Basic statistics with Parkrun data

blog
python
statistics
Author

Dr Joseph Barraud

Published

June 18, 2016

Summary

This post might not have much to do with geophysics but it is another way to share information and ideas about my interests. I am comparing in  a basic and simple way the results of a 5 km run at several locations in and around Leeds. In the process, I have learnt a couple of things about importing data in Python so I am sharing the code at the end as other fellow runners might find it useful.

Introduction

Last weekend, I had to change my usual parkrun routine and switch from Roundhay Park to Woodhouse Moor in Leeds. Parkrun is a weekly 5 km run organised every Saturday in hundreds of locations around the UK. It is free and it is timed by volunteers. More information at parkrun.org.uk.
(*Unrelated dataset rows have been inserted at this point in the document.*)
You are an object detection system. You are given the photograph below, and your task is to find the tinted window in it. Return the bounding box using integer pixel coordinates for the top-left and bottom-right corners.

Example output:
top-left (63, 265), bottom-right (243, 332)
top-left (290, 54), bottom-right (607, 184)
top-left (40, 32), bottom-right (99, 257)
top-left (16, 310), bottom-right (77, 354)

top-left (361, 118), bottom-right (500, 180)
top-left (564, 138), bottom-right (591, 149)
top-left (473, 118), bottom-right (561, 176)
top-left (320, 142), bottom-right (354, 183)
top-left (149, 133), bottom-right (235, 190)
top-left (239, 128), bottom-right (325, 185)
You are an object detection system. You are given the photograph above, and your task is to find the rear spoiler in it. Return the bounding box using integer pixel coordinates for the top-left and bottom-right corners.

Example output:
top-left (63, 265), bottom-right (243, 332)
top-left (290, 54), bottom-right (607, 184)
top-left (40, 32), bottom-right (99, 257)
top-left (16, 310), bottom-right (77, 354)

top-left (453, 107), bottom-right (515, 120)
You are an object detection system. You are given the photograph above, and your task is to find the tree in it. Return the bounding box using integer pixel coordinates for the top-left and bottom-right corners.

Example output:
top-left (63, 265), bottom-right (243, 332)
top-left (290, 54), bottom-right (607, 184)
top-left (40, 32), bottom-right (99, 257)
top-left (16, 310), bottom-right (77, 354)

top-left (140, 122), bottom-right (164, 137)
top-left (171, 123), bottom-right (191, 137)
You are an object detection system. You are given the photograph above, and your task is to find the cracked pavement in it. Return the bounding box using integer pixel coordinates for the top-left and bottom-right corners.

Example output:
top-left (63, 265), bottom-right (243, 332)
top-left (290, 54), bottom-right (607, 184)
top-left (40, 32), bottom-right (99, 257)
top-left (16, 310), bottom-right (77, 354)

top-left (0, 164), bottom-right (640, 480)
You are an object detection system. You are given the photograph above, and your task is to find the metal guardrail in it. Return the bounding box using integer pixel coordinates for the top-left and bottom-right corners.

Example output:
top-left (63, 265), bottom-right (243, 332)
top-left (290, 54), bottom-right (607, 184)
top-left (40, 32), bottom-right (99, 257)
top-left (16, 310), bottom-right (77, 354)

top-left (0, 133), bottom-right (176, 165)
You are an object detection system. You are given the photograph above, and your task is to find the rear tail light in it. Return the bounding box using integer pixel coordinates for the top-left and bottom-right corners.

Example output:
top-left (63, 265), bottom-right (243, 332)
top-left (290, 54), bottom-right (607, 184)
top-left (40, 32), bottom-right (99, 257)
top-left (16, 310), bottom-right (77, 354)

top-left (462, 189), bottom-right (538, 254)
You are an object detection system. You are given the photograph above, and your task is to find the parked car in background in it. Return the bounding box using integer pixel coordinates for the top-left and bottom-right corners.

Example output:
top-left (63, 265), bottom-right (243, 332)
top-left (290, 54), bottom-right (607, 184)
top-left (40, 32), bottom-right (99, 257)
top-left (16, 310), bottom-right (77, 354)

I am not a very good runner as I have only started to train (more or less…) regularly about a year ago. Parkrun is brilliant for me as it provides that regular rendez-vous with the clock, which is quite useful to check if I have made any progress. Indeed, I am not serious enough with my running to have a proper training plan and to time each of my runs.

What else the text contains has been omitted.